Time-Resolved EPR Studies of Main Chain Radicals from Acrylic Polymers. Structural Characterization at High Temperatures

Abstract

Main chain radicals from several acrylic polymers are characterized in liquid solution at high temperatures (∼100 °C) using time-resolved electron paramagnetic resonance (TREPR) spectroscopy. The radicals are produced by laser flash photolysis (248 nm) and subsequent loss of the side chain ester functionality by Norrish I α-cleavage. At these temperatures fast-motion spectra with conformationally averaged hyperfine interactions are observed. The spectra are strongly spin polarized from the triplet mechanism (TM) of chemically induced dynamic electron spin polarization (CIDEP).

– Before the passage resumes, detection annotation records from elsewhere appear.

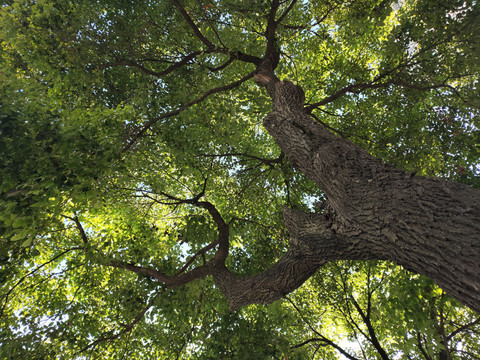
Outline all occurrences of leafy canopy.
[0,0,480,359]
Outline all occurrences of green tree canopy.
[0,0,480,360]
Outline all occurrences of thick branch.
[257,74,480,311]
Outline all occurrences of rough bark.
[244,68,480,311]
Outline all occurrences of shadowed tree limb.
[122,71,255,152]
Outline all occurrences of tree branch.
[122,71,255,152]
[106,260,212,288]
[285,296,359,360]
[76,296,155,355]
[62,215,88,244]
[350,295,390,360]
[0,247,85,316]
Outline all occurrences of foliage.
[0,0,480,359]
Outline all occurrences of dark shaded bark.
[237,66,480,311]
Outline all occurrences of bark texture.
[248,69,480,311]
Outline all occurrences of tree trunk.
[216,72,480,312]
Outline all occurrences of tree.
[0,0,480,358]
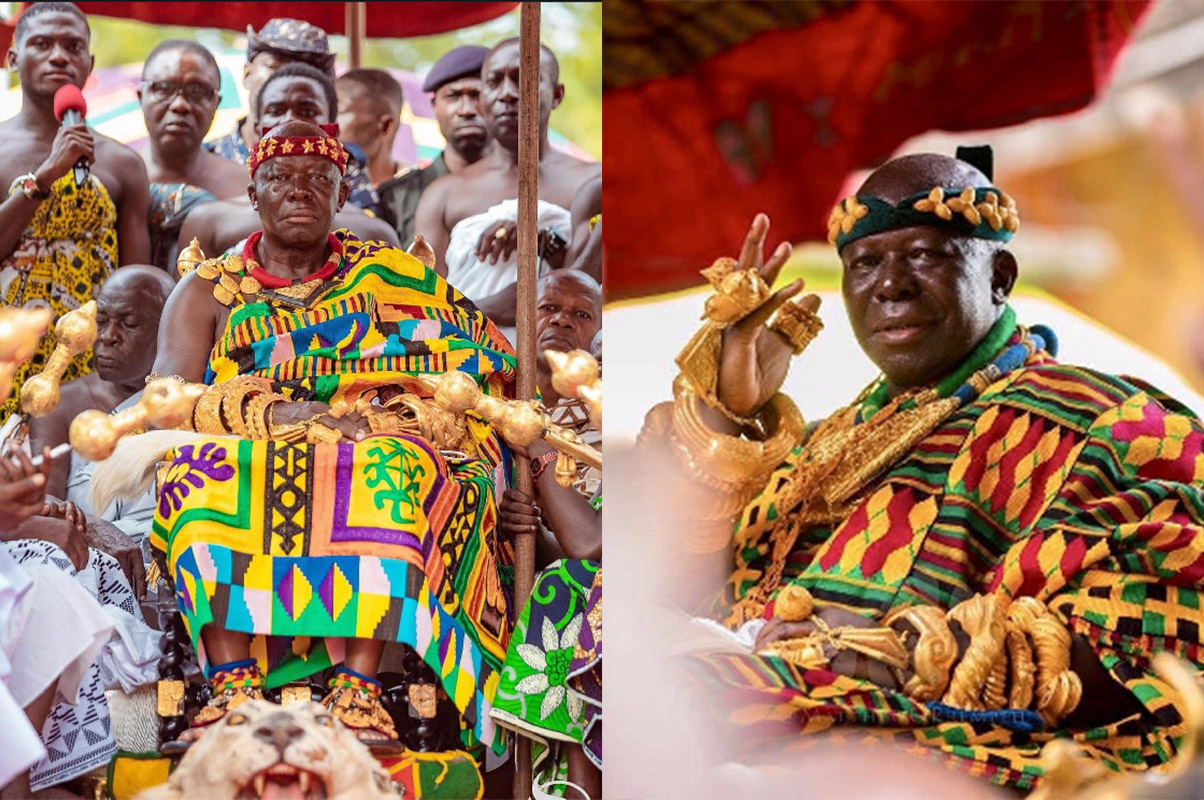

Computer simulation of the TREPR spectra leads to unambiguous structural characterization of both the main chain radical and the side chain oxo-acyl radical. Hyperfine coupling constants, g-factors, and line widths are reported and discussed for radicals produced from five different acrylic polymers. Variation of the side chain on the polymer backbone leads to significant changes in the observed hyperfine coupling constants. For the main chain radical from poly(fluorooctyl methacrylate) (PFOMA), fast motion of the polymer chain is not accessible at these temperatures. The side chain oxo-acyl radical from PFOMA exhibits long-range 19F hyperfine interactions. Additional TREPR experiments on small molecule model compounds and gel permeation chromotography results of the photolyzed polymers support the conclusion that the primary photodegradation mechanism proposed in this paper is general for acrylic polymers.